Infanticides et néonaticides PDF

La grossesse est un état transitoire avec des bouleversements hormonaux, corporels, psychologiques, familiaux et sociaux. Normalement, la période de grossesse laisse le temps d’accepter la grossesse, de s’attacher au fœtus, et de se préparer à la naissance et aux soins du nouveau-né. Progressivement des représentations de l’enfant à venir se construisent : l’enfant imaginaire correspond à l’idéal maternel, l’enfant fantasmatique correspond à l’inconscient maternel, et l’enfant réel commence à apparaître avec l’échographie. Pour beaucoup de femmes, la grossesse peut être un temps de craintes et de doutes infanticides et néonaticides PDF sont le plus souvent surmontés.

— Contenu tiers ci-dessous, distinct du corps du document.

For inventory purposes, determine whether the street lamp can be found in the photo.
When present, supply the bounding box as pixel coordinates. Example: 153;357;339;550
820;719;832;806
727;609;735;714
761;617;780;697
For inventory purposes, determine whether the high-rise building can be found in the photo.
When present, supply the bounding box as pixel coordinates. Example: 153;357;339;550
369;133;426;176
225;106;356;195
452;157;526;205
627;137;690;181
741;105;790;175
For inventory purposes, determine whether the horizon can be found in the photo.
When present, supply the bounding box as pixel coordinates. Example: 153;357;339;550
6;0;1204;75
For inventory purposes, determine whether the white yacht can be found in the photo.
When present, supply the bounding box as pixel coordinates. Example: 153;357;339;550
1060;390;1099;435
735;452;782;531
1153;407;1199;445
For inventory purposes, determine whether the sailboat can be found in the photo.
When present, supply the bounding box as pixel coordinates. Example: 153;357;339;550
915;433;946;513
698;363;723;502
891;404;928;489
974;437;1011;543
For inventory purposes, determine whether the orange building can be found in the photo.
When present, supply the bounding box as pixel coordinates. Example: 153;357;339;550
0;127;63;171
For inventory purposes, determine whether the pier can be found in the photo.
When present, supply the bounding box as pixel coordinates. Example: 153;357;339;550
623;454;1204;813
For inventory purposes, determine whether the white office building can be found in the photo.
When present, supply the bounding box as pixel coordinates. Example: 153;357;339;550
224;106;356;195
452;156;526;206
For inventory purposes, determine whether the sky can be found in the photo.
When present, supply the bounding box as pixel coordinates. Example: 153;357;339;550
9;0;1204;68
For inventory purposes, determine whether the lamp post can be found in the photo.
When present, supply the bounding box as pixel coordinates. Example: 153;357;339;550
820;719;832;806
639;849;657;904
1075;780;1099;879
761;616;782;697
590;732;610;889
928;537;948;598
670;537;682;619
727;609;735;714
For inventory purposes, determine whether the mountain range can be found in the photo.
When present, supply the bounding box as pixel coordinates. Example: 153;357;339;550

Ce livre se propose de donner du sens au non sens des actes meurtriers d’enfants. En effet, nous ne pouvons pas nous contenter d’un discours de surface qui laisserait penser que l’on tue son enfant pour des raisons sociales, de pauvreté, de divorce, ou toute autre explication rationnelle. Nous devons tendre vers une analyse qui s’inscrit dans notre spécificité humaine, qui approche notre identité relationnelle, là où la vie, affective et émotionnelle, fonde notre être, et nous rend Sujet. Ainsi, dans cet ouvrage, nous irons vers une compréhension profonde, intérieure, qui va là d’où les émotions surgissent et où se créent des enjeux psychiques souvent insoupçonnables, à l’origine de chaque histoire singulière. La compréhension ne cherche pas à excuser le crime commis mais à transformer le fait divers en récit de vie, afin de l’appréhender autrement et de le prévenir.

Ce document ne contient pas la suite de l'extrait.